As can be seen from Figure 22a, more obvious gaps appeared in the aggregate–cement paste transition zone; the distribution of gel was also sparse, and there were no obvious hydration products around. As can be seen from Figure 22b, the adequate bonding between aggregate and mortar was revealed, the porosity was low, and the width of cracks was smaller than that of the 7 d age. As can be seen from Figure 22c, the aggregate–cement paste transition zone between the bond was tight, the transition zone could not see obvious gaps, and fine voids and cracks were more in the region with less gel generation; in the presence of external loads on the concrete, the densification of the internal structure will delay the generation of cracks in the transition zone of the interface, and there is a certain degree of improvement in the strength of concrete.

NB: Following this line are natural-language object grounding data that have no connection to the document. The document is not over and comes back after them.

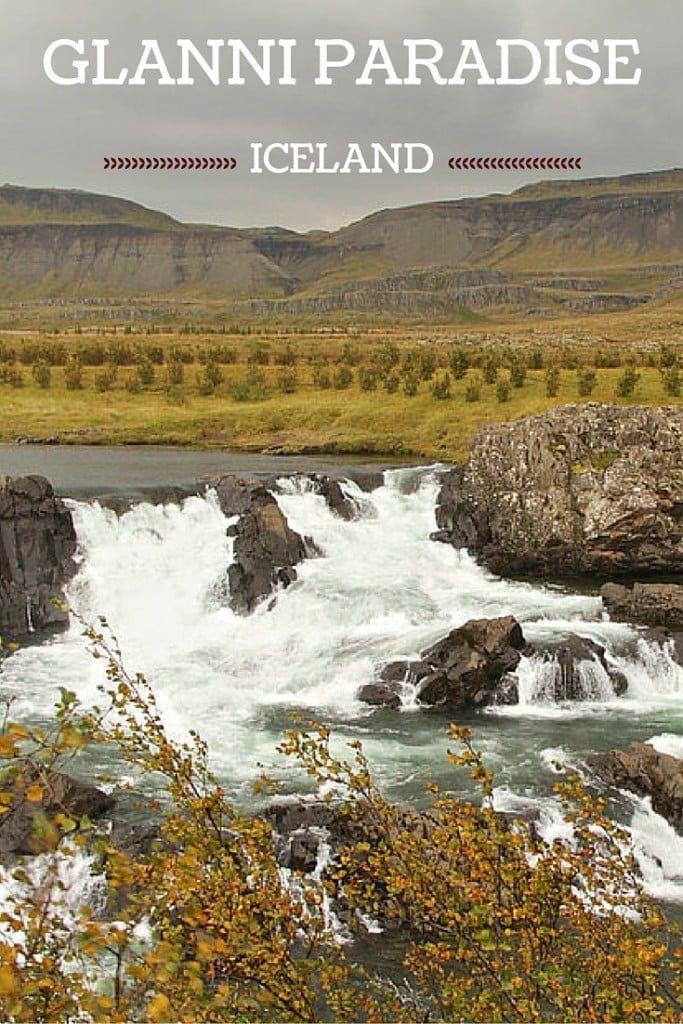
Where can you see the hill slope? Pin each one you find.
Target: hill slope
(586, 244)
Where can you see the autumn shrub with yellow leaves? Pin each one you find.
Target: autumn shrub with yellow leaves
(494, 923)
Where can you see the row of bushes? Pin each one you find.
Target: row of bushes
(423, 358)
(256, 386)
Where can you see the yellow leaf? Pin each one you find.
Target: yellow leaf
(7, 748)
(7, 980)
(17, 731)
(158, 1008)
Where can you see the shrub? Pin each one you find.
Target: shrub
(175, 373)
(250, 388)
(411, 384)
(427, 364)
(74, 374)
(210, 376)
(495, 923)
(391, 383)
(517, 372)
(288, 381)
(322, 378)
(552, 381)
(626, 385)
(343, 377)
(536, 358)
(105, 380)
(367, 379)
(460, 364)
(41, 374)
(473, 389)
(145, 373)
(672, 381)
(503, 390)
(440, 388)
(489, 369)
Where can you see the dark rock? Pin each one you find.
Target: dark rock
(37, 544)
(658, 604)
(466, 669)
(337, 500)
(265, 548)
(648, 773)
(570, 681)
(468, 665)
(589, 488)
(381, 694)
(60, 793)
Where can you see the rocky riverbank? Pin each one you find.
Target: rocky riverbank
(590, 489)
(37, 547)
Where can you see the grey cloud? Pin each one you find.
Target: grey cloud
(58, 136)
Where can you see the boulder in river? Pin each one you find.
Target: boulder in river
(266, 549)
(37, 545)
(469, 668)
(584, 488)
(578, 670)
(646, 772)
(658, 604)
(58, 793)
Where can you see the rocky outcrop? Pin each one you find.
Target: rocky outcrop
(475, 665)
(577, 670)
(645, 771)
(53, 793)
(658, 604)
(265, 548)
(588, 488)
(337, 499)
(37, 544)
(469, 668)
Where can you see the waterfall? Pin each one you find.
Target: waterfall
(380, 591)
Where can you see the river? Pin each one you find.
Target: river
(381, 590)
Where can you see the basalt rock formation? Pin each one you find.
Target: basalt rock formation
(578, 670)
(469, 668)
(531, 250)
(37, 544)
(57, 793)
(265, 548)
(590, 488)
(658, 604)
(647, 772)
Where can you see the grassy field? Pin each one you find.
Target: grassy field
(281, 392)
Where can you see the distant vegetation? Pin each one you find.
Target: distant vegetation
(411, 393)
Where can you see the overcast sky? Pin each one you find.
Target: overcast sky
(57, 136)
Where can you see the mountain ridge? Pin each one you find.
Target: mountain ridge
(609, 231)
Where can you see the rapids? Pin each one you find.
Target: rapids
(381, 590)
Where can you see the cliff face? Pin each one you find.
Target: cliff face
(63, 244)
(120, 258)
(37, 544)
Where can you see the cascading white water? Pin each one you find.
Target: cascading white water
(381, 590)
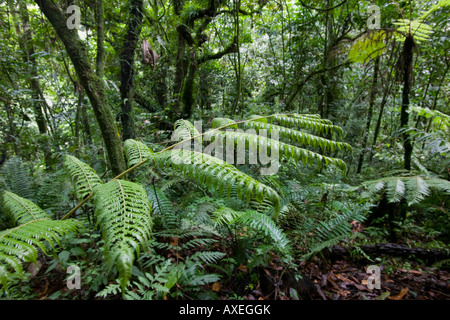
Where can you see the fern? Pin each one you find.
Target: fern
(123, 212)
(215, 174)
(17, 178)
(221, 122)
(35, 230)
(285, 150)
(328, 233)
(412, 188)
(84, 178)
(21, 210)
(308, 122)
(184, 130)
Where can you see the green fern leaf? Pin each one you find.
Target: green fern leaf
(35, 231)
(21, 210)
(123, 212)
(300, 137)
(262, 222)
(84, 178)
(284, 150)
(220, 122)
(308, 122)
(136, 152)
(184, 130)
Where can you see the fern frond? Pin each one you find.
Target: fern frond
(300, 137)
(123, 212)
(412, 188)
(308, 122)
(184, 130)
(35, 231)
(220, 122)
(215, 174)
(285, 150)
(225, 216)
(84, 178)
(21, 210)
(262, 222)
(395, 190)
(17, 178)
(136, 152)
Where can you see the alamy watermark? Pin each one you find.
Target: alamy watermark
(373, 22)
(374, 280)
(74, 20)
(74, 280)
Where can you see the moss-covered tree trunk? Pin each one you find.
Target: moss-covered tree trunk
(127, 67)
(407, 56)
(92, 84)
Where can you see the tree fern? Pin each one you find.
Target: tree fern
(215, 174)
(35, 230)
(331, 231)
(123, 212)
(412, 188)
(21, 210)
(300, 137)
(84, 178)
(17, 178)
(308, 122)
(220, 122)
(284, 150)
(261, 222)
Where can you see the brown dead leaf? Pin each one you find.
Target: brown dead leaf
(174, 241)
(342, 278)
(216, 286)
(400, 296)
(243, 268)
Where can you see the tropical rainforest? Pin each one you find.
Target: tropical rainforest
(224, 150)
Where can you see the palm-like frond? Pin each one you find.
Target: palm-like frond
(285, 150)
(262, 222)
(308, 122)
(21, 210)
(17, 178)
(35, 231)
(300, 137)
(412, 188)
(84, 178)
(215, 173)
(123, 212)
(220, 122)
(184, 130)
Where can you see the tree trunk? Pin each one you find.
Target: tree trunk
(369, 113)
(92, 84)
(127, 67)
(100, 62)
(39, 104)
(407, 56)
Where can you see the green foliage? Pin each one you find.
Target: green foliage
(336, 228)
(34, 230)
(215, 174)
(123, 212)
(84, 178)
(220, 122)
(411, 188)
(15, 176)
(368, 47)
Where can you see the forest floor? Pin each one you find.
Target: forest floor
(346, 279)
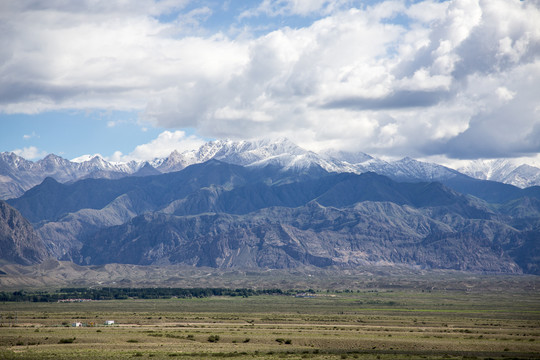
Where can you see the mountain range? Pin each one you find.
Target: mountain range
(268, 204)
(18, 174)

The degree of hydration in LSFRC increases as the age of maintenance increases. The increasing degree of hydration brings about more hydration products attached to the fiber surface, which in turn leads to a tighter connection between the steel fiber ends and the aggregate, an increase in the roughness of the fiber surface, and an enhancement of the overall mechanical properties and density. This is consistent with the previous pattern of mechanical properties increasing with age.

5. Conclusions

This article is based on the orthogonal experimental method for LSFRC mix design and experimental verification, with the 28 d age mechanical properties as the indicator for analysis. The following conclusions were drawn regarding the four influencing factors of water–cement ratio, sand ratio, fly ash replacement ratio, and steel fiber content:

(1)

The strength of steel fiber-reinforced concrete is significantly affected not only by the water–cement ratio but also by the steel fiber and fly ash content. When the steel fiber content was between 0.6% and 1%, the fluctuation range of the compressive, flexural, and splitting tensile strength of the concrete was 5% (38 MPa to 42 MPa), 5% (6 MPa to 10 MPa), and 10%(3.5 MPa to 4.5 MPa), respectively. Among them, the optimal steel fiber content for the flexural strength of concrete was 0.6%, and the influence of fly ash and sand ratio on the strength of concrete at 28 d age was relatively small.

(2)

Taking into account the comprehensive factors of mechanical performance, workability, and economic applicability, an optimal mix ratio was ultimately obtained: a water–cement ratio of 0.42, a steel fiber content of 0.6%, a sand ratio of 40%, and a fly ash content of 20%. Compared with ordinary concrete of the same age, the compressive, flexural, and splitting tensile performance of the concrete was improved by 3%, 19%, and 33%, respectively.

(3)

In conjunction with the effect of age on the mechanical properties of LSFRC, the longer the curing period, the better mechanical properties LSFRC will have. In particular, after reaching a curing duration of 28 days, LSFRC is fully capable of being applied directly to the project. Therefore, more than 28 days in advance, through the factory prefabrication of steel fiber concrete components and the use of the assembly construction process during construction, may be able to significantly shorten the construction cycle.